The Girl with Ghost Eyes-smallHere’s a great problem to have:

Your first novel just appeared in bookstores a couple weeks ago, and you’re getting ready to host an author event. It’ll be a night of martial arts movies that inspired your story of a Daoist exorcist priestess battling malevolent ghosts in 1890’s San Francisco Chinatown. You’ll have a full house. You’re all set to give opening remarks, to field questions, and to sign autographs. Lots and lots of autographs. There’s just one problem.

The book has sold out.

Not just at all your local bookstores. Not just at the local warehouses of the big distributors. At the offices of the press that published you, and at all of Amazon, too.

Your word of mouth is so strong, an entire print run’s worth of readers couldn’t wait for author events or the holidays. They had to have your book right now. Your publisher is scrambling to print a second run to satisfy all that glorious demand, but it won’t come in time for this night’s autographing.
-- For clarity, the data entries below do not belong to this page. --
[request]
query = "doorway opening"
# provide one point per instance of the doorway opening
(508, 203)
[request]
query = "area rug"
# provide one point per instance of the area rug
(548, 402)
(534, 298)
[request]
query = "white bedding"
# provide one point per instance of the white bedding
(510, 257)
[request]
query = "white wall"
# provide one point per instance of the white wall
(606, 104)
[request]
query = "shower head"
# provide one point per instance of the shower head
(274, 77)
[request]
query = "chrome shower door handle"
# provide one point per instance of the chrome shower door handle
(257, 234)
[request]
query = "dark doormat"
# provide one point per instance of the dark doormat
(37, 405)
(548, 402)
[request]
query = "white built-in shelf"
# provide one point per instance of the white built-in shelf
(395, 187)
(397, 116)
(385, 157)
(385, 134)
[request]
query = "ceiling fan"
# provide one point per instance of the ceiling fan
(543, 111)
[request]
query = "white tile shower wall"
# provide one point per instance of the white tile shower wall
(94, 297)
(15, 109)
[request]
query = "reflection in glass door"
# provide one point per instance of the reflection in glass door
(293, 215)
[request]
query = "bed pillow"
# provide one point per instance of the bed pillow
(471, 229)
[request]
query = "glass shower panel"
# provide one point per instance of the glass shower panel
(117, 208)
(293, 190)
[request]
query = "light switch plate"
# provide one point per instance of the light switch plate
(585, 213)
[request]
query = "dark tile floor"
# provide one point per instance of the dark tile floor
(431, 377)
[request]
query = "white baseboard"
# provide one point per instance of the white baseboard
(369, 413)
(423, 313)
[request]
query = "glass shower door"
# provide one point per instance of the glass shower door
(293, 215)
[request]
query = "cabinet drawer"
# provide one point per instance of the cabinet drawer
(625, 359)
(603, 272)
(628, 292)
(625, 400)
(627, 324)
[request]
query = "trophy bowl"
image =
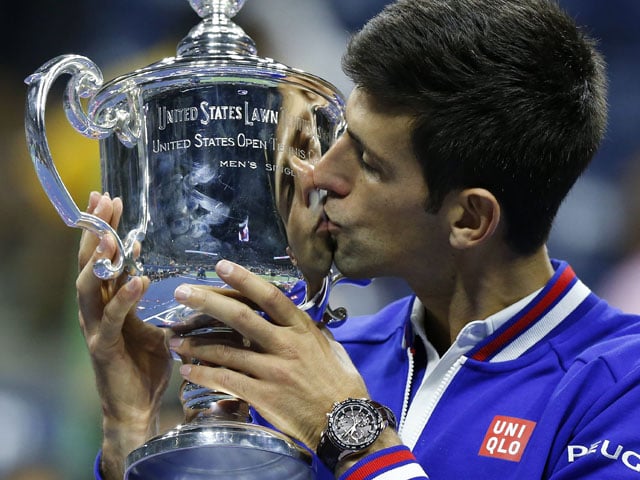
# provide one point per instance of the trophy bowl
(204, 149)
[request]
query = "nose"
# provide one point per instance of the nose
(304, 183)
(332, 172)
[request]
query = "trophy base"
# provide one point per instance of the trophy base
(221, 449)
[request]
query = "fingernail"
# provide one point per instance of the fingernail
(132, 284)
(104, 243)
(94, 199)
(182, 293)
(224, 267)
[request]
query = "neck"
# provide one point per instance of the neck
(479, 289)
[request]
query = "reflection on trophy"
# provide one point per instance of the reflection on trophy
(211, 152)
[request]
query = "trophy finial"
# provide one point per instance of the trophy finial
(207, 8)
(216, 34)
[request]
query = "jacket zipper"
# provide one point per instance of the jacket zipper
(407, 390)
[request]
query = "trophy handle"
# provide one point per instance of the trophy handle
(85, 80)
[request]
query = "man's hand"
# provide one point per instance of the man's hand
(294, 371)
(131, 360)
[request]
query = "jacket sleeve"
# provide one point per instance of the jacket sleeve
(96, 467)
(605, 442)
(397, 463)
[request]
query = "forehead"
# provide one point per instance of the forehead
(385, 132)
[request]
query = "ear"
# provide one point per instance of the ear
(474, 218)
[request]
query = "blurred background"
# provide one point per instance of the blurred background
(49, 410)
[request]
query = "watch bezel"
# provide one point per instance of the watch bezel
(361, 407)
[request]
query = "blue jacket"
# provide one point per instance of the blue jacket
(553, 393)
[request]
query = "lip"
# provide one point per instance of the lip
(326, 225)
Man, I would love to have a problem like that. But if it couldn’t happen to me, I’m delighted that it did happen to my longtime friend M.H. Boroson.

I want to tell everybody at Black Gate how awesome The Girl with Ghost Eyes is, but I can’t pretend to objectivity about this book or its author. How can I be objective about a friend who’s been important to me since we met at 14 in a writing summer camp? I’ll have to let Publishers Weekly, and all those other review outlets that are notoriously stingy with starred reviews, do that whole objectivity thing in my stead. Brilliant, dazzling, wonderful, thrilling, say various objective reviewers who haven’t known Matthew for two-thirds of their lives. Glad they got that all those adjectives checked off for me, because really, those words do belong in any review of The Girl with Ghost Eyes.

What I can do is tell the readers who gather here why this book they might not immediately realize is for them is exactly the kind of book Black Gate readers love.